Он явно принимает меня за покупателя; подходя к телефону в госпитале, он часто отвечает: «Алло, бакалея Томпсона».
— Мистер Томпсон! — восклицаю я. — Вы что, не узнали меня?
— Боже, тут так темно — ну я и подумал, что покупатель. А это ты, дружище Питкинс, собственной персоной! Мы с Томом, — шепчет он уже медсестре, — всегда ходим вместе на скачки.
— Нет, мистер Томпсон, вы опять обознались.
— Само собой, — отвечает он, не смутившись ни на секунду. — Стал бы Том разгуливать в белом халате! Ты Хайми, кошерный мясник из соседней лавки. Странно, на халате ни пятнышка. Что, не идут нынче дела? Ну ничего, к концу недели будешь как с бойни.
Чувствуя, что у меня самого начинает кружиться голова в этом водовороте личностей, я указываю на свой стетоскоп.
— А, стетоскоп! — кричит он в ответ. — Да какой же ты Хайми! Вот ведь вы, механики, чудной народ. Корчите из себя докторов — белые халаты, стетоскопы: слушаем, мол, машины, как людей! Мэннерс, старина, как дела на бензоколонке? Заходи-заходи, сейчас будет тебе все как обычно, с черным хлебом и колбаской…
Характерным жестом бакалейщика Вильям Томпсон снова потирает руки и озирается в поисках прилавка. Не обнаружив его, он со странным выражением смотрит на меня.
— Где я? — спрашивает он испуганно. — Мне казалось, я у себя в лавке, доктор. Опять замечтался… Вы, наверно, как всегда хотите меня послушать. Рубашку снимать?
— Совсем не как всегда. Я не ваш доктор.
— Хм, и вправду. Сразу заметно. Мой-то доктор вечно выстукивает да выслушивает. Боже милостивый, ну у вас и бородища! Вы на Фрейда похожи — я что, совсем того? Чокнулся?
— Нет, мистер Томпсон, не чокнулись. Но у вас проблемы с памятью, вы с трудом узнаете людей.
— Да, память шалит, — легко соглашается он, — я, бывает, путаюсь, принимаю одного за другого… Так чего прикажете — копченой рыбы, ветчины?
И так каждый раз, с вариациями, с мгновенными ответами, часто смешными и блестящими, но в конечном счете трагическими. В течение пяти минут мистер Томпсон принимает меня за дюжину разных людей. Догадки сменяются гипотезами, гипотезы — уверенностью, и все это молниеносно, без единой заминки, без малейшего колебания.
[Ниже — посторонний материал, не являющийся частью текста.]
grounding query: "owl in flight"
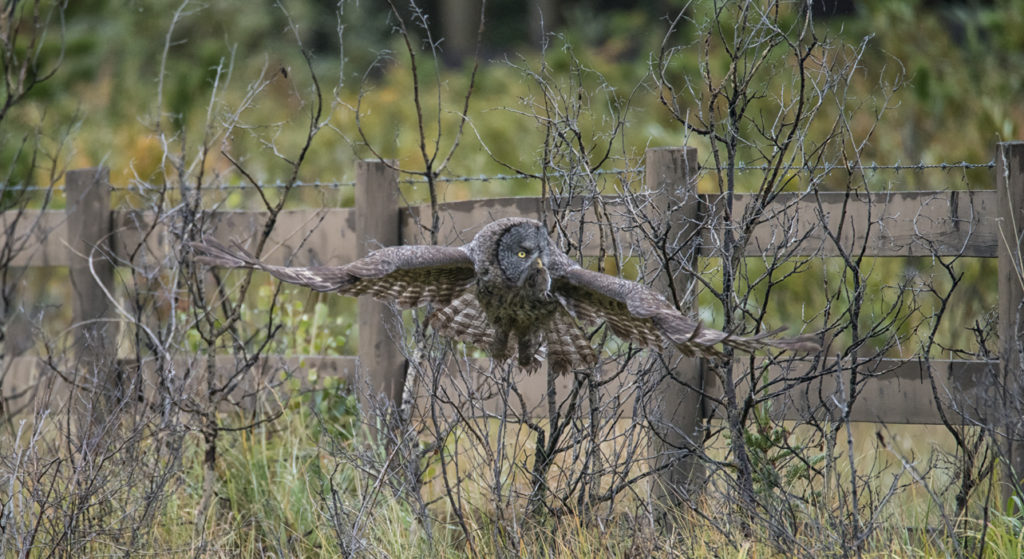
[191,217,818,374]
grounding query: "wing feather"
[554,266,819,355]
[191,240,474,308]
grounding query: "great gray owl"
[193,217,818,373]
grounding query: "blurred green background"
[0,0,1024,190]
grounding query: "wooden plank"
[706,358,996,425]
[402,190,999,257]
[992,141,1024,498]
[638,147,706,499]
[114,208,356,266]
[6,190,1001,266]
[2,355,997,425]
[720,190,998,257]
[355,161,407,410]
[65,167,117,425]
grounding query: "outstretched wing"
[552,266,819,355]
[191,240,474,308]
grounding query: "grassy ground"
[0,389,1024,558]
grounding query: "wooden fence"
[0,142,1024,464]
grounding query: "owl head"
[498,221,551,292]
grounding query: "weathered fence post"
[65,167,122,430]
[989,141,1024,497]
[355,161,406,410]
[644,147,705,504]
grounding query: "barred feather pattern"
[545,310,597,375]
[337,268,472,308]
[427,292,495,349]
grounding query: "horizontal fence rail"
[0,190,1001,266]
[0,142,1024,430]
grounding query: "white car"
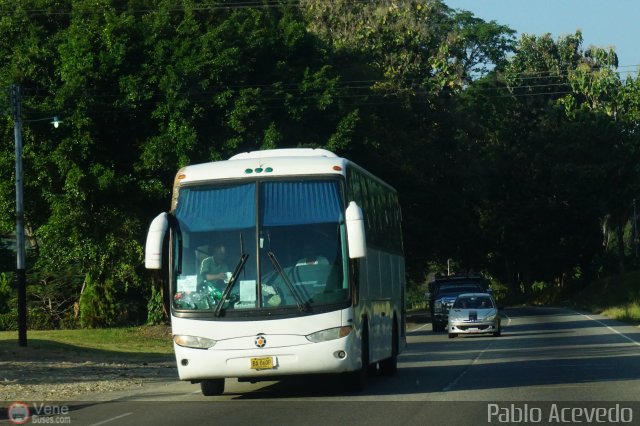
[447,293,502,339]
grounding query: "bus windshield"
[172,179,350,315]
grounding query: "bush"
[80,274,118,328]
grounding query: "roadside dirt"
[0,326,178,402]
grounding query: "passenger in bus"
[200,244,229,292]
[296,244,329,266]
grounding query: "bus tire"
[200,379,224,396]
[380,319,398,376]
[344,322,368,392]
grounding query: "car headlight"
[305,326,352,343]
[485,311,498,321]
[449,310,460,320]
[173,334,217,349]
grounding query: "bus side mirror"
[144,213,169,269]
[345,201,367,259]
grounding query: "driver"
[200,244,229,292]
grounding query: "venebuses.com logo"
[7,401,71,425]
[7,402,31,425]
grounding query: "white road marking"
[573,311,640,346]
[90,413,133,426]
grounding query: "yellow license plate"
[251,356,273,370]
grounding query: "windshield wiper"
[267,251,309,311]
[213,253,249,317]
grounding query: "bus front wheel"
[200,379,224,396]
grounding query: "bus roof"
[176,148,353,184]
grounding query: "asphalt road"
[27,308,640,425]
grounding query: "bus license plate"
[251,356,273,370]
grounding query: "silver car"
[447,293,502,339]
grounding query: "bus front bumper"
[174,333,361,381]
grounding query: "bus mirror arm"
[345,201,367,259]
[144,213,169,269]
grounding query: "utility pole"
[633,198,638,257]
[11,84,27,346]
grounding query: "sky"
[443,0,640,77]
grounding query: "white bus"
[145,148,406,395]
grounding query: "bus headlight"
[306,326,352,343]
[173,334,216,349]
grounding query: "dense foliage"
[0,0,640,327]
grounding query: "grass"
[0,326,173,362]
[570,271,640,325]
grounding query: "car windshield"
[453,296,493,309]
[438,283,480,295]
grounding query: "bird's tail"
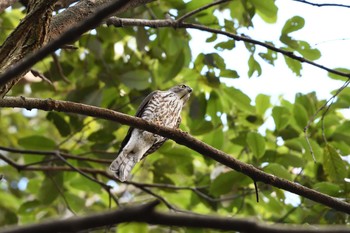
[109,152,136,182]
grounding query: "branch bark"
[1,201,349,233]
[106,17,350,78]
[0,97,350,214]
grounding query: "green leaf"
[38,173,63,205]
[323,144,347,183]
[17,200,41,215]
[249,0,278,23]
[203,53,226,69]
[272,106,291,131]
[293,103,309,131]
[248,55,262,77]
[264,163,292,180]
[247,132,266,158]
[64,192,85,213]
[224,88,255,114]
[282,16,305,34]
[313,182,341,197]
[275,154,305,168]
[119,70,151,90]
[284,56,302,76]
[297,41,321,61]
[220,69,239,78]
[18,135,56,150]
[46,112,71,137]
[255,94,271,116]
[166,51,185,80]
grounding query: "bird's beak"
[186,86,192,93]
[180,86,192,99]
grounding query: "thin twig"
[51,53,70,84]
[293,0,350,8]
[176,0,231,23]
[30,69,55,87]
[304,79,350,163]
[254,180,259,202]
[0,97,350,213]
[47,173,77,216]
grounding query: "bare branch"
[293,0,350,8]
[0,0,129,93]
[2,201,349,233]
[176,0,231,23]
[0,0,18,12]
[0,97,350,213]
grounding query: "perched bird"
[109,85,192,181]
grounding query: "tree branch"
[293,0,350,8]
[0,97,350,214]
[0,0,129,93]
[1,201,349,233]
[106,17,350,78]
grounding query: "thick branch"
[0,0,129,95]
[0,97,350,214]
[1,201,349,233]
[49,0,154,39]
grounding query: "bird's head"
[169,84,192,104]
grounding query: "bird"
[109,84,192,182]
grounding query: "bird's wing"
[118,91,158,154]
[142,117,181,159]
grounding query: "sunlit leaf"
[247,132,266,158]
[249,0,277,23]
[313,182,341,197]
[119,70,151,90]
[255,94,271,116]
[272,106,291,130]
[323,144,347,182]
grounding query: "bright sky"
[191,0,350,101]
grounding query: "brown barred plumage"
[109,85,192,181]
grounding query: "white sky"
[191,0,350,101]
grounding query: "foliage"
[0,0,350,232]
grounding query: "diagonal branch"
[293,0,350,8]
[2,201,349,233]
[176,0,231,23]
[0,0,129,93]
[0,97,350,214]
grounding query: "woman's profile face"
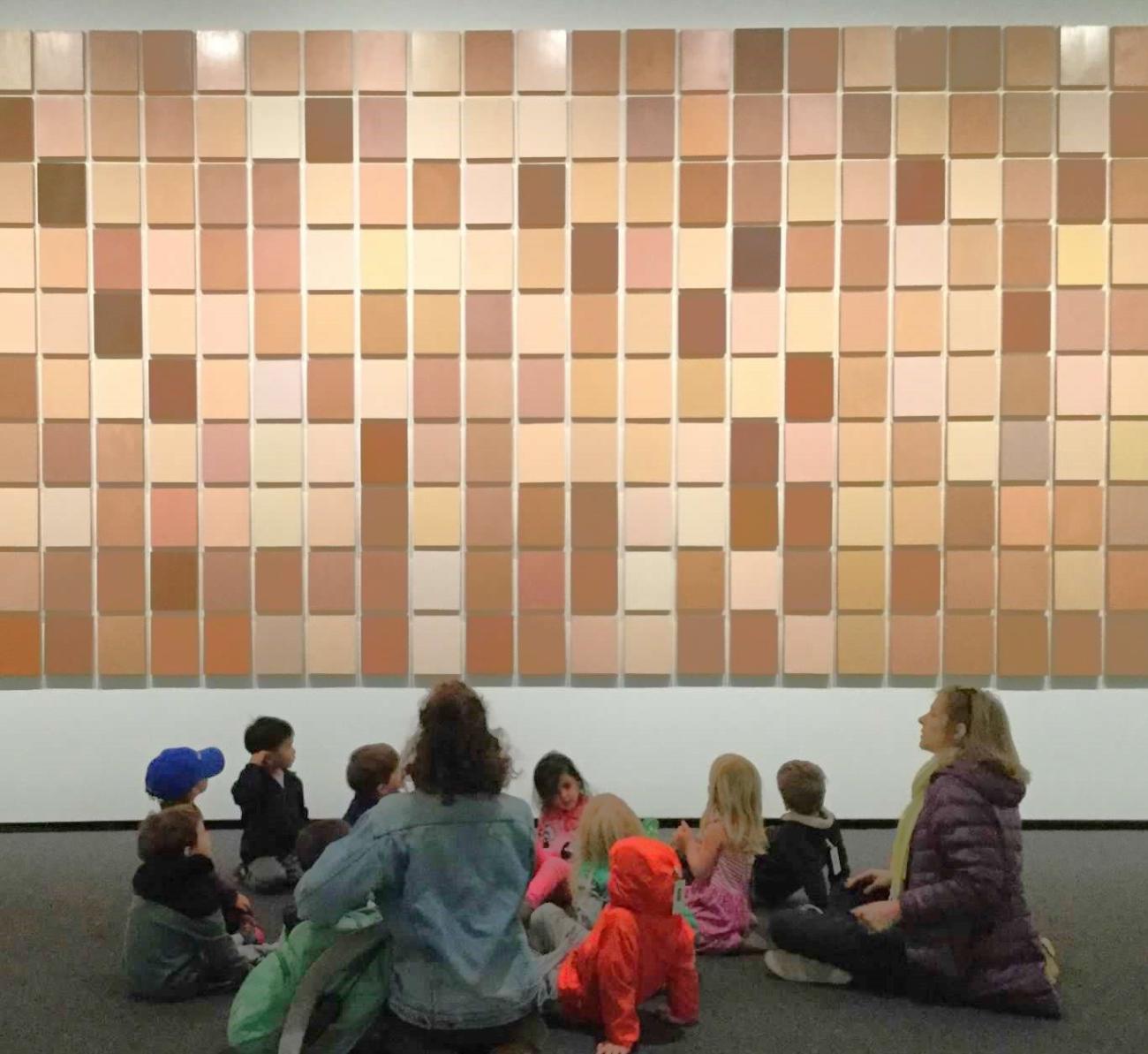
[918,694,953,754]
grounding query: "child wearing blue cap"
[144,747,267,944]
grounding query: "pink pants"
[525,856,570,908]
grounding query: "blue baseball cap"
[144,747,224,801]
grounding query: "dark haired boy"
[753,762,850,911]
[124,805,253,1001]
[230,717,306,892]
[144,747,267,944]
[342,743,403,830]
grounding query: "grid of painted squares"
[0,27,1148,683]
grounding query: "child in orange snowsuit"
[532,837,698,1054]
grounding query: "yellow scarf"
[888,755,948,900]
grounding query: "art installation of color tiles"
[0,27,1148,686]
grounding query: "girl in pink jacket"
[525,751,588,911]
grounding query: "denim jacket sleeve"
[295,821,406,925]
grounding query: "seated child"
[531,837,698,1054]
[144,747,267,944]
[525,751,589,911]
[227,820,389,1054]
[753,762,850,911]
[230,717,306,892]
[674,754,766,954]
[344,743,403,827]
[124,805,253,1001]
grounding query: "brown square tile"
[517,487,566,549]
[0,95,33,163]
[203,614,252,678]
[413,162,459,227]
[152,551,199,610]
[896,27,948,92]
[570,549,617,614]
[570,30,623,95]
[784,484,834,549]
[148,358,195,424]
[890,549,940,614]
[729,487,778,549]
[948,26,1001,92]
[626,30,677,95]
[1056,157,1108,223]
[677,616,726,678]
[570,226,617,292]
[463,30,514,95]
[43,614,95,678]
[466,614,514,678]
[729,418,778,483]
[1002,223,1053,288]
[359,421,406,483]
[35,162,87,227]
[735,227,792,290]
[729,610,777,678]
[360,614,410,678]
[517,614,566,678]
[893,421,941,483]
[896,157,945,224]
[517,164,566,227]
[678,162,729,226]
[1001,355,1051,417]
[570,483,617,549]
[788,28,841,92]
[144,30,195,95]
[1001,291,1052,353]
[842,92,893,157]
[945,486,996,549]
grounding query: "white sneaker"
[766,948,853,984]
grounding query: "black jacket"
[132,853,219,919]
[230,765,306,863]
[753,809,850,911]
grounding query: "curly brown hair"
[406,681,513,805]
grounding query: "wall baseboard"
[0,816,1148,835]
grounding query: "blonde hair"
[939,685,1029,783]
[701,754,766,855]
[573,794,646,878]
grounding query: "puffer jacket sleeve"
[598,912,640,1047]
[666,925,700,1022]
[900,777,1006,927]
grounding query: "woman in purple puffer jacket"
[766,687,1061,1017]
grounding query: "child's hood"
[608,837,682,915]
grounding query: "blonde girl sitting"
[674,754,766,954]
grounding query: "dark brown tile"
[37,163,87,227]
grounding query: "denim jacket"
[295,791,540,1028]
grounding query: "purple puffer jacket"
[900,762,1061,1017]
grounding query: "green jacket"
[124,897,249,1000]
[227,907,390,1054]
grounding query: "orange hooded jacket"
[558,838,698,1047]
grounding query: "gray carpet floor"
[0,831,1148,1054]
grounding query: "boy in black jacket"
[230,717,306,892]
[753,762,850,911]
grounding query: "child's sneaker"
[766,948,853,984]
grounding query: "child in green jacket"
[227,820,389,1054]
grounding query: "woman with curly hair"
[295,681,547,1054]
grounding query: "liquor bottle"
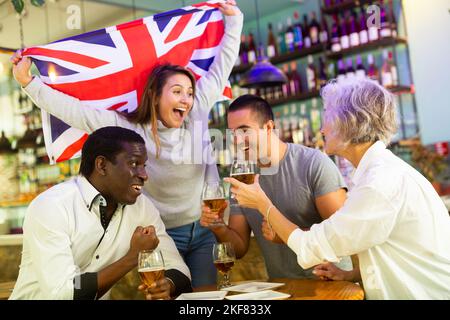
[239,34,248,65]
[311,99,322,135]
[359,9,369,44]
[319,15,329,44]
[345,58,356,80]
[248,32,256,63]
[230,74,241,98]
[367,4,379,41]
[277,22,287,54]
[356,55,366,80]
[381,50,394,88]
[284,17,295,52]
[326,62,336,79]
[389,1,397,38]
[294,16,305,50]
[380,4,392,38]
[323,0,334,8]
[289,61,302,96]
[282,106,293,143]
[337,60,347,83]
[282,64,291,98]
[319,57,328,88]
[367,54,380,83]
[348,11,359,47]
[309,11,320,45]
[381,50,398,88]
[306,55,318,92]
[341,12,350,50]
[267,23,278,58]
[302,14,311,48]
[331,14,342,52]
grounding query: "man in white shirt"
[227,80,450,299]
[10,127,192,300]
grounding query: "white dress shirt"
[288,141,450,299]
[10,176,190,299]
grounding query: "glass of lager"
[213,242,236,289]
[138,250,164,287]
[202,181,226,226]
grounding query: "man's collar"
[77,175,101,210]
[352,141,386,185]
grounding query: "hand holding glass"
[138,250,164,287]
[202,182,226,226]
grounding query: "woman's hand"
[219,0,241,16]
[10,50,33,87]
[224,174,272,215]
[313,262,356,281]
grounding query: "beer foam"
[138,267,164,272]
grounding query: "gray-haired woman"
[227,80,450,299]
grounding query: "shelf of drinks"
[321,0,375,14]
[232,44,324,74]
[268,90,320,107]
[326,37,407,60]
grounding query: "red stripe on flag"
[192,2,219,8]
[116,19,144,30]
[23,48,109,69]
[223,86,233,99]
[108,101,127,110]
[56,133,88,162]
[164,13,192,43]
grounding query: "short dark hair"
[80,127,145,178]
[228,94,273,126]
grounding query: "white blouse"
[288,141,450,299]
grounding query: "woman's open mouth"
[173,107,187,120]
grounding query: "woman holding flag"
[11,0,243,287]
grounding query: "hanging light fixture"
[239,0,287,88]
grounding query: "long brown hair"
[125,64,195,158]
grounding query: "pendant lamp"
[239,0,287,88]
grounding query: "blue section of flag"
[55,29,116,48]
[191,57,214,71]
[153,9,200,32]
[33,59,78,77]
[50,115,70,142]
[197,9,217,25]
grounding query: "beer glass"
[138,250,164,287]
[230,160,256,207]
[202,182,226,226]
[213,242,236,289]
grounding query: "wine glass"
[213,242,236,289]
[202,181,226,226]
[138,250,164,287]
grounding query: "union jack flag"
[23,0,231,163]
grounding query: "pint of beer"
[203,198,225,212]
[230,172,255,184]
[138,250,164,287]
[202,182,226,226]
[138,267,164,287]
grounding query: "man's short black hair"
[228,94,273,126]
[80,127,145,177]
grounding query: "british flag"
[23,0,231,163]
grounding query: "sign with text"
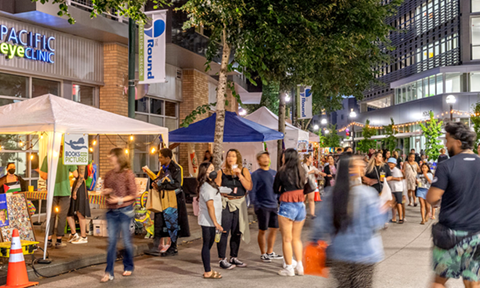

Он не имеет никакого представления о том, кто я, не знает даже, кто он сам и где находится. Тот факт, что он бывший бакалейщик с тяжелым синдромом Корсакова и содержится в неврологическом учреждении, ему недоступен.
В его памяти ничто не удерживается дольше нескольких секунд, и в результате он постоянно дезориентирован. Пропасти амнезии разверзаются перед ним каждое мгновение, но он ловко перекидывает через них головокружительные мосты конфабуляций и всевозможных вымыслов. Для него самого, заметим, это отнюдь не вымыслы, а внезапные догадки и интерпретации реальности. Их бесконечную переменчивость и противоречия мистер Томпсон ни на миг не признает. Как из пулемета строча неиссякаемыми выдумками, он изобретает все новые и новые маловразумительные истории, беспрестанно сочиняя вокруг себя мир — вселенную «Тысячи и одной ночи», сон, фантасмагорию людей и образов, калейдоскоп непрерывных метаморфоз и трансформаций. Причем для него это не череда мимолетных фантазий и иллюзий, а нормальный, стабильный, реальный мир. С его точки зрения, все в порядке.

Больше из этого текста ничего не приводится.